Aspirin Toxicity and Mechanism

  • Metabolized to salicylic acid then conjugated with glucuronic acid ot glycine, impacting mitochondrial function.

  • Leads to hyperventilation, increase in blood pH, then correction by elimination of sodium bicarbonate into the urine.

  • Overdose may cause metabolic acidosis and brain damage.

  • Lack of ATP to brain and heart may prove fatal.

  • Antidote: Bicarbonate infusion.

Thalidomide Diversity

  • Initially an anti-sickness remedy, later linked to severe birth defects.

  • Importance of chirality (enantiomer effects) in toxicity.

  • New therapeutic applications discovered for various conditions.

Grapefruit Juice Interaction

  • Contains furanocoumarins that inhibit cytochrome P450 3A4, affecting various drugs.

Branches of Toxicology

  • Types of Toxicology:

    • Clinical, Forensic, Industrial, Environmental, Ecotoxicology, Regulatory, Genetic.

Clinical Toxicology

  • Focuses on diagnosis and treatment of poisoning cases, including drug overdoses and adverse reactions.

Forensic Toxicology

  • Examines poisons like arsenic, mercury, and cyanide in legal contexts.

Industrial/Occupational Toxicology

  • Identifies industrial diseases and their causes (e.g. asbestos, cadmium).

Environmental Toxicology

  • Studies pollution effects on ecosystems and human health.

Ecotoxicology

  • Examines chemical pollutants on non-human species and ecosystems.
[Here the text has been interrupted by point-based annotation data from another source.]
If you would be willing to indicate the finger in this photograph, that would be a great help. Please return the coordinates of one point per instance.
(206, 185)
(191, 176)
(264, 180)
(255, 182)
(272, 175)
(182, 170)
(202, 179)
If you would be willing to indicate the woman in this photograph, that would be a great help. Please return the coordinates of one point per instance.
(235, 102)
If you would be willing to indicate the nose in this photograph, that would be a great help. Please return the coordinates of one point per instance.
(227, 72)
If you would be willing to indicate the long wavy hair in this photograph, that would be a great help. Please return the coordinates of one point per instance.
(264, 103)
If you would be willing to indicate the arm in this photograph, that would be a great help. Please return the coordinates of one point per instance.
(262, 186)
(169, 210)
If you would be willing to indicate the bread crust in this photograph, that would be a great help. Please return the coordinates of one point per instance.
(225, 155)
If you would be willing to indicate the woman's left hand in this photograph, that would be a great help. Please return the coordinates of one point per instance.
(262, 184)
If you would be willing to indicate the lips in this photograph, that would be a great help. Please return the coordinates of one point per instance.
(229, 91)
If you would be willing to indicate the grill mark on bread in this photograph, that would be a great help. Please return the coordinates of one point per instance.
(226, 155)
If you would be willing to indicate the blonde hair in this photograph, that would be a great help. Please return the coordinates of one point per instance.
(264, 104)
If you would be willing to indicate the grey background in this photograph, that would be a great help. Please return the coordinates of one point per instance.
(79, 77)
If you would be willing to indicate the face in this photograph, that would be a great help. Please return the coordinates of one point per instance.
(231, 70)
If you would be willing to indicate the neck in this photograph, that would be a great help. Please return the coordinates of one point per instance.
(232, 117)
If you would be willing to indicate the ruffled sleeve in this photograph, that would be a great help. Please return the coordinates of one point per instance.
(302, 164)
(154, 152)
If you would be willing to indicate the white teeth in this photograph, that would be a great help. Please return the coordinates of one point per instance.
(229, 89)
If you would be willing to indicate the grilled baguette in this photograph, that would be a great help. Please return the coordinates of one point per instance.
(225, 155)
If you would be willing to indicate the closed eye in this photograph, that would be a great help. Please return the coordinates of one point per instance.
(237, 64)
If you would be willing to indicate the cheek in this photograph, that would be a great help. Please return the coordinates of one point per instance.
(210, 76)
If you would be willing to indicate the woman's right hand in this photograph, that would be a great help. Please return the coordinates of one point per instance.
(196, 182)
Vulture Crisis and Diclofenac

  • Diclofenac's toxicity to vultures led to population declines and ecological consequences.
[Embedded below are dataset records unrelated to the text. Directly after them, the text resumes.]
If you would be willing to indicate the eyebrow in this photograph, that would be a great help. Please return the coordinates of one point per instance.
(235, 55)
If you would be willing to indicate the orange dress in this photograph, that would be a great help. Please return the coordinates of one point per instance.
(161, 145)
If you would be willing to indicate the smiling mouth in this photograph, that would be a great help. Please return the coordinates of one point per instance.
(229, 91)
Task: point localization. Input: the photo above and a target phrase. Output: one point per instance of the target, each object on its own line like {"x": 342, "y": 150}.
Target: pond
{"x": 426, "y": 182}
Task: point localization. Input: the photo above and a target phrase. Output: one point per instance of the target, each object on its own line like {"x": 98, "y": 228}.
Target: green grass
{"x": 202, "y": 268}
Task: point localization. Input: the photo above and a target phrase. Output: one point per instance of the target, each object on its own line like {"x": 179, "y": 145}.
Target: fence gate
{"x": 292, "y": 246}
  • Captive breeding programs initiated to prevent extinction.

Genetic Toxicology

  • Evaluates mutagenicity and carcinogenicity metrics.

  • Major mutagenicity endpoints:

    • Gene mutations (point mutation or deletions/insertions)

    • Clastogenicity (structural chromosome changes)

    • Aneuploidy (numerical chromosome aberrations)

  • Major carcinogenicity endpoint: tumour formation

Regulatory Toxicology

  • Assesses safety of chemicals based on testing methodologies and ethical considerations.

    • Emphasizes risk vs. benefit analysis.